Il termine FODMAP è un acronimo derivato da “Fermentable, Oligo-, Di-, Mono-saccharides And Polyols.

Sebbene i FODMAP siano naturalmente presenti nel cibo e nell’alimentazione umana (grano, segale, orzo legumi, latte e derivati del latte, alcune frutte come mela, pera, ciliegia, pesca, albicocca, cocomero, pompelmo, melagrana, alcune verdure come asparagi, carciofi, aglio, cipolla, porri, scalogno, brassicacee, frutta secca, miele, fibre e supplementi come inulina e FOS utilizzati in molti probiotici, dolcificanti come fruttosio e succo di agave, additivi) è stato rilevato come una restrizione di questi migliori il controllo dei sintomi delle persone con Sindrome dell’intestino irritabile (IBS) e altri disturbi gastrointestinali funzionali. Prima che si sviluppasse il concetto di FODMAP, la dieta raramente era utilizzata come terapia prioritaria per la gestione della Sindrome dell’intestino irritabile e altri disturbi gastrointestinali funzionali.

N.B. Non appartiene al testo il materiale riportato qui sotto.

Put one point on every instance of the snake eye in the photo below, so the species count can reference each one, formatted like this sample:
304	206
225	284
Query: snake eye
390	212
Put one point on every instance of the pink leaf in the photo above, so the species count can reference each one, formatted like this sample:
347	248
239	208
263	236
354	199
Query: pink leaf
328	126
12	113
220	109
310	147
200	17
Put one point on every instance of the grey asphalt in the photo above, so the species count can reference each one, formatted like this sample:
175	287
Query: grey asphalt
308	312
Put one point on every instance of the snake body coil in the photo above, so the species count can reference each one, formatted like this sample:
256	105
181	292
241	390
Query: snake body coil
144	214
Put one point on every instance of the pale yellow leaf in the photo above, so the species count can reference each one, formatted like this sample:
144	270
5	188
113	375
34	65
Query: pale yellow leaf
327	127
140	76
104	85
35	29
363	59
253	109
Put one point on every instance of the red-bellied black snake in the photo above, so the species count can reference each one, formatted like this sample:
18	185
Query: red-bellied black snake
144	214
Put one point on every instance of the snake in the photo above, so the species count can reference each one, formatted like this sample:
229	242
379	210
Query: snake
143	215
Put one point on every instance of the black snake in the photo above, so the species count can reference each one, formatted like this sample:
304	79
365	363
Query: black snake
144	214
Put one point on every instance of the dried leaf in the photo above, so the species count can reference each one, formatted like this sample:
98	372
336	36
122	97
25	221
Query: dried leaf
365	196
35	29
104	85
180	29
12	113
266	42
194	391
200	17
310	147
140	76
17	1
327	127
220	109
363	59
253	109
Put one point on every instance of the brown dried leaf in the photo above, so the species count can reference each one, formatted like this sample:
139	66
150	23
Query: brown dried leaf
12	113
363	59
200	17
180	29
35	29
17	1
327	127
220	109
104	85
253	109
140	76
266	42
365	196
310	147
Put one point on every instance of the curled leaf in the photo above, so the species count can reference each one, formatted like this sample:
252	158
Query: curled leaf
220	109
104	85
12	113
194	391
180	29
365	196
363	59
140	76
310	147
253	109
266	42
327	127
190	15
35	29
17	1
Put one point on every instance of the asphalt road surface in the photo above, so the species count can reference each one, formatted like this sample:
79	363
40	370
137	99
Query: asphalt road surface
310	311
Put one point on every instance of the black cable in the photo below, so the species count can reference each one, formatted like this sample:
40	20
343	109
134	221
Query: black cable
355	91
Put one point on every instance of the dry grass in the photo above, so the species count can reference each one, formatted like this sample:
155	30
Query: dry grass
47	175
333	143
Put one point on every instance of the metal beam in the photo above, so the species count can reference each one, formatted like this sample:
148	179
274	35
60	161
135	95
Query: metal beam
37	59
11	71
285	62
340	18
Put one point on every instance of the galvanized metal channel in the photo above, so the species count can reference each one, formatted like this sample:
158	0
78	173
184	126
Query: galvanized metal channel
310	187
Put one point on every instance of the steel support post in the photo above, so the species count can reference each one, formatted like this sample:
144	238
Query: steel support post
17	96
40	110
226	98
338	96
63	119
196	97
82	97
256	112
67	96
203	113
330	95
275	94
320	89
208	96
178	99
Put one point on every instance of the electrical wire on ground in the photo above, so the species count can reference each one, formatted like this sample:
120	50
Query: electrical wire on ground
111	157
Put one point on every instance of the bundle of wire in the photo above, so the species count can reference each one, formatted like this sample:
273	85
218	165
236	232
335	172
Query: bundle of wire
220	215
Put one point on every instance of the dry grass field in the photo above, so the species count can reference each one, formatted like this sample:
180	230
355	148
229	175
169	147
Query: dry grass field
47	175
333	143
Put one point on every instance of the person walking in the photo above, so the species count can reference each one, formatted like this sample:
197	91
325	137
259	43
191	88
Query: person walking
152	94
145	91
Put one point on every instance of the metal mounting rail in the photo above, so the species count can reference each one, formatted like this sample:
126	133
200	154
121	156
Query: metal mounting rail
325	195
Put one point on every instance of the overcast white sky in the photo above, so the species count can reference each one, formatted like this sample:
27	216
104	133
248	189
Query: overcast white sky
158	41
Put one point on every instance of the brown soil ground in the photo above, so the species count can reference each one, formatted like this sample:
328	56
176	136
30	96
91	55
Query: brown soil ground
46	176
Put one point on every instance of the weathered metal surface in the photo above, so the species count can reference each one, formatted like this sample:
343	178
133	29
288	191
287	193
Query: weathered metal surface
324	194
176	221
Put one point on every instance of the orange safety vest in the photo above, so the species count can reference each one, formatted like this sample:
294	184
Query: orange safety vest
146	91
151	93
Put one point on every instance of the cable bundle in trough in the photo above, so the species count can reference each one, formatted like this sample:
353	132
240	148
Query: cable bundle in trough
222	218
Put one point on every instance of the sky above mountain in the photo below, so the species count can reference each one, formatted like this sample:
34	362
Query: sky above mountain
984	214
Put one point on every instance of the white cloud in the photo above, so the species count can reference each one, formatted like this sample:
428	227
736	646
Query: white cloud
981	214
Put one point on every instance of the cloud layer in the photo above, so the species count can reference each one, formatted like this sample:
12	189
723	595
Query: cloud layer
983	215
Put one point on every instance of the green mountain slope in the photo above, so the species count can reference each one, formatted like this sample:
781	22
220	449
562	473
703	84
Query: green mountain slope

La dieta FODMAP prevede una prima fase di 3-6 settimane di eliminazione, durante la quale viene ridotto al massimo il consumo di alimenti contenenti FODMAP e si valuta la eventuale regressione dei sintomi, una seconda fase di reinserimento durante la quale gli alimenti esclusi vengono reintrodotti in maniera graduale per capire quali siano le quantità e le frequenze di consumo che creano disturbi, ed infine una terza fase di mantenimento che basandosi sui risultati ottenuti negli step precedenti consenta di costruire una dieta più ricca e più variabile possibile.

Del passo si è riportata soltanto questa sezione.